The government had a lofty vision. Only the best painters received a commission. Diego Rivera was called home from Europe and he joined David Alfaro Siqueiros and José Clemente Orozco as the big three, though they were by no means the only ones.
Politically inspired not artistically
Each artist brought their own style but all were united in the belief that the work educated as well as adding something aesthetic. The concept of improvement of making things better for the people flowed beyond paint on the wall – they help create the Syndicate of Technical Workers, Painters, and Sculptors. Not a group who often come together.
All three were communists, Siqueiros had fought in the revolution and had first-hand experience as well as a strong belief in Marxism. All three thought of their commission as part of the ongoing struggle against class and the structure of society. Painting was just a way of expressing it and of sending messages to large swathes of the population.

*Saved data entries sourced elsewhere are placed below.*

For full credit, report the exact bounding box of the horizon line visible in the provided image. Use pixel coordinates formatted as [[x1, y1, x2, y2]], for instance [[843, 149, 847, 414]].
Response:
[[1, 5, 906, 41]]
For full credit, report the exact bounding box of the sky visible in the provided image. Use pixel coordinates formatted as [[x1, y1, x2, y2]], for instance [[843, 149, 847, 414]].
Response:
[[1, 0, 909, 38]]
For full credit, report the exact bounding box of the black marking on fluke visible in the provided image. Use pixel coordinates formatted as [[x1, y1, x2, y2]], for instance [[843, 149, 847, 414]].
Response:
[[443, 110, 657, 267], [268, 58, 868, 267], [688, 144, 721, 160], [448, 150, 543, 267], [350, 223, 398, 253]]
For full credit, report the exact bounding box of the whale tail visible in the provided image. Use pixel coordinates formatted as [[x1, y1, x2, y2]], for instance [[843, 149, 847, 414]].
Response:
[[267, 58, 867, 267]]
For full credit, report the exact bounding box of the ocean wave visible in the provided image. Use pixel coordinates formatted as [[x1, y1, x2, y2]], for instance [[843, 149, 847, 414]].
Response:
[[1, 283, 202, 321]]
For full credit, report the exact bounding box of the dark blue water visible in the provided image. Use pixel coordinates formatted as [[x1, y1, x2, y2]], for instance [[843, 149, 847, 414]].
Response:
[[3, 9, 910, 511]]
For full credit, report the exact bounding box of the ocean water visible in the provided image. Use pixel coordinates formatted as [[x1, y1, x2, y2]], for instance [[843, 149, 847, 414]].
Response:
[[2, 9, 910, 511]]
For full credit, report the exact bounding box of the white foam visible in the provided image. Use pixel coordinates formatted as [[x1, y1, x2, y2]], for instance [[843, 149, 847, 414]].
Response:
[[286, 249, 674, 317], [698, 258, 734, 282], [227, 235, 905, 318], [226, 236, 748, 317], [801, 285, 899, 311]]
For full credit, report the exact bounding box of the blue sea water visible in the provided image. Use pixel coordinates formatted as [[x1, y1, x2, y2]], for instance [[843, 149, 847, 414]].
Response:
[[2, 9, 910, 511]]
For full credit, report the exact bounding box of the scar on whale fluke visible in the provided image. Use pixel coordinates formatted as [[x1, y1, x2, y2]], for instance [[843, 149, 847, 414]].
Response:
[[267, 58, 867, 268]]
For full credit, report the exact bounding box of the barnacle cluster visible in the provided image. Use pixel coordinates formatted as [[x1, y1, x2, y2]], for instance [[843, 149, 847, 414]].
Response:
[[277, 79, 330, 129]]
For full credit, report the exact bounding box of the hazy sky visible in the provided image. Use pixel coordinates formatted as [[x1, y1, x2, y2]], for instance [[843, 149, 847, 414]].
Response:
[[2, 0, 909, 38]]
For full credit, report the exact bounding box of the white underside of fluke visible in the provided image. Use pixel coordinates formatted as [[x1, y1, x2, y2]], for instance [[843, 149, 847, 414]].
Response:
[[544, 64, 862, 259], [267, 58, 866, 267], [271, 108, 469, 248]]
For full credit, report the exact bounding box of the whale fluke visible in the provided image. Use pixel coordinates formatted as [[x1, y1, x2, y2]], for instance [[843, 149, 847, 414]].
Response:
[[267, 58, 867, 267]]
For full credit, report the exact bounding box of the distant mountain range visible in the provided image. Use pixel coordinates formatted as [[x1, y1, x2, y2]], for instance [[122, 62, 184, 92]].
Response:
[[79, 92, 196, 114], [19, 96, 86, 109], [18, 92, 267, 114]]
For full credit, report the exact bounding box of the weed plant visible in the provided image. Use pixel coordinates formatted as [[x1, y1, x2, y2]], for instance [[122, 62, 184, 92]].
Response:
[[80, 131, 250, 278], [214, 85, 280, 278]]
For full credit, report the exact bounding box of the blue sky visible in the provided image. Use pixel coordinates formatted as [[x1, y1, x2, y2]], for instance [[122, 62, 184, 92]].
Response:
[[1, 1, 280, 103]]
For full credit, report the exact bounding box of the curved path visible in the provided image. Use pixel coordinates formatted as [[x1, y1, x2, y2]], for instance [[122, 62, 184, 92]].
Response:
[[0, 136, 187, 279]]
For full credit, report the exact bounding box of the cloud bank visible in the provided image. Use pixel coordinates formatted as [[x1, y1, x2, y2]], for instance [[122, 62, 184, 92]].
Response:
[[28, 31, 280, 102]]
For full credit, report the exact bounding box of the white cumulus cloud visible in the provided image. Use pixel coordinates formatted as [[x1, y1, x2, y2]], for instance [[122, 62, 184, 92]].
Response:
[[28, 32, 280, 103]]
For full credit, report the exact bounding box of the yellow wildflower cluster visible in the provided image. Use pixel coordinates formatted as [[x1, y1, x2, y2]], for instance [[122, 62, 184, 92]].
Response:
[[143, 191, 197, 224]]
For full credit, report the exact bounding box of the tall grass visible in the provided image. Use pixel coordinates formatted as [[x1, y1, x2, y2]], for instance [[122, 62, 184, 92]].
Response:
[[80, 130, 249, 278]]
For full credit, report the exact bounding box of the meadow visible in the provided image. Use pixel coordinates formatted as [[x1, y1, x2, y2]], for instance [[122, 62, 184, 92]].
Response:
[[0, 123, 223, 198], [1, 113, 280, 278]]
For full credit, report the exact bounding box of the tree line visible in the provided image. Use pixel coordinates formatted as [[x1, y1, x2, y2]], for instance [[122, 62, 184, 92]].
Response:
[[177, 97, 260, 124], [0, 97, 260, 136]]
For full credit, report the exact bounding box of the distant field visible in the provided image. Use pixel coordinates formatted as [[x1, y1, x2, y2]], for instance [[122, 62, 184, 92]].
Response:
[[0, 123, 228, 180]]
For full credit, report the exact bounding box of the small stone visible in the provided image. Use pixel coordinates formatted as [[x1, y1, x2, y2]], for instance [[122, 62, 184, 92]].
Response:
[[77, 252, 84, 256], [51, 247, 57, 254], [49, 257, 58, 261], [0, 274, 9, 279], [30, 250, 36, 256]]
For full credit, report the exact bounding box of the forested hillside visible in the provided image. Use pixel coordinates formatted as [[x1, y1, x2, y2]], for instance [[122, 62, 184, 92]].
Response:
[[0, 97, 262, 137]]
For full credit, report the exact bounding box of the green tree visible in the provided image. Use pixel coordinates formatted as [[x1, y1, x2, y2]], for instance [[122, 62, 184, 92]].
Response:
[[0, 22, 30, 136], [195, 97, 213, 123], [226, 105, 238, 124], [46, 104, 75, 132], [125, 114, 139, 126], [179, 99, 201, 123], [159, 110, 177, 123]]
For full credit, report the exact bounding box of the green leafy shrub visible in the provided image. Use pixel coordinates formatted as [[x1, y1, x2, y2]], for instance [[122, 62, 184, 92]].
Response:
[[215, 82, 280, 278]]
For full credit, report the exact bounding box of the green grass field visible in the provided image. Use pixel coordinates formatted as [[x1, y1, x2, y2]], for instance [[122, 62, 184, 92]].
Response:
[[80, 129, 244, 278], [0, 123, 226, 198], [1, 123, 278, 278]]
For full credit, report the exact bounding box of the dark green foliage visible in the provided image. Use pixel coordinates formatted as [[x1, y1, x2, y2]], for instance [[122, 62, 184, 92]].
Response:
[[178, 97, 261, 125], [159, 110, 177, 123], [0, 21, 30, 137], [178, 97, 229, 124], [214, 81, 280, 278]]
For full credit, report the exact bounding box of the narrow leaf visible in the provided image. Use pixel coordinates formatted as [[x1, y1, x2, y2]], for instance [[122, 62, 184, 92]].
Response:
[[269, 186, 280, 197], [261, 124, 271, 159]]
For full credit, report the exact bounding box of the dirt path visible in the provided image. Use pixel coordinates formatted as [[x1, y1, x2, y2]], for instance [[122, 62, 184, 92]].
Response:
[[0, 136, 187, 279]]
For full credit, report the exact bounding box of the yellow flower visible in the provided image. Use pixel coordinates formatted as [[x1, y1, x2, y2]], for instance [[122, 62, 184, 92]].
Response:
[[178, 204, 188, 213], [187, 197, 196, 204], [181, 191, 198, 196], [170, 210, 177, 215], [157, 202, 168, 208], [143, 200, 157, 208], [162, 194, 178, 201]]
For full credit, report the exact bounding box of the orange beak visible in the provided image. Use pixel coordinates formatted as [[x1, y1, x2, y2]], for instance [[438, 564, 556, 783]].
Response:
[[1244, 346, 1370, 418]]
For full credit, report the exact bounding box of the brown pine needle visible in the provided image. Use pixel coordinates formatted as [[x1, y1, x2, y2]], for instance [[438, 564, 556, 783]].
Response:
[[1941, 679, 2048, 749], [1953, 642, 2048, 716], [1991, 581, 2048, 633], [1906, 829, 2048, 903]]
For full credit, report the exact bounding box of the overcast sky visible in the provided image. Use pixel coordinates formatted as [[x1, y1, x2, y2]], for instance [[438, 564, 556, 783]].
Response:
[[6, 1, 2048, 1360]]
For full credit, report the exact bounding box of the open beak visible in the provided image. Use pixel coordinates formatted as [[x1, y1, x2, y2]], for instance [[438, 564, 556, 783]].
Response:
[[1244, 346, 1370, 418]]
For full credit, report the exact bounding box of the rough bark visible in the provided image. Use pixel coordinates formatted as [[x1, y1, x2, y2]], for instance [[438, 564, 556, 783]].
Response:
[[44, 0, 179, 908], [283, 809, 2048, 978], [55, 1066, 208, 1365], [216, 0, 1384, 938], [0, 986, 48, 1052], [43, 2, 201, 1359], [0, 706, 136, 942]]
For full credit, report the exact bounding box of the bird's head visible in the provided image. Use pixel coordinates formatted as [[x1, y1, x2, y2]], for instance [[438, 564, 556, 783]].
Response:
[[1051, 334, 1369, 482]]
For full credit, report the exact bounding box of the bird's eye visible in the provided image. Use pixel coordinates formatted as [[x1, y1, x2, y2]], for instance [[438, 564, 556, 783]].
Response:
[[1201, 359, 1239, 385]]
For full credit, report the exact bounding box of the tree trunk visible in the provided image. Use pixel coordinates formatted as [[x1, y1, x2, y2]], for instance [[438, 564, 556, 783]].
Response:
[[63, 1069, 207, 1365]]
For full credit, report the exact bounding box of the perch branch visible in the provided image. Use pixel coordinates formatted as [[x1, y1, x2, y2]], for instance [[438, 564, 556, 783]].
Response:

Now the overt political messaging is no longer the main reason for murals but the medium continues and continues its association with the Latinx community. Miami with its prevalent Latin culture has a vibrant and ever-changing mural scene.
Education may no longer be the raison d’etre but making a point often is. Street art has now become mainstream, and the fact that some of the more effective artists have now become collectible suggests that the edgier aspects are now perhaps softening.
But if you’re an angry artist – is there any better medium?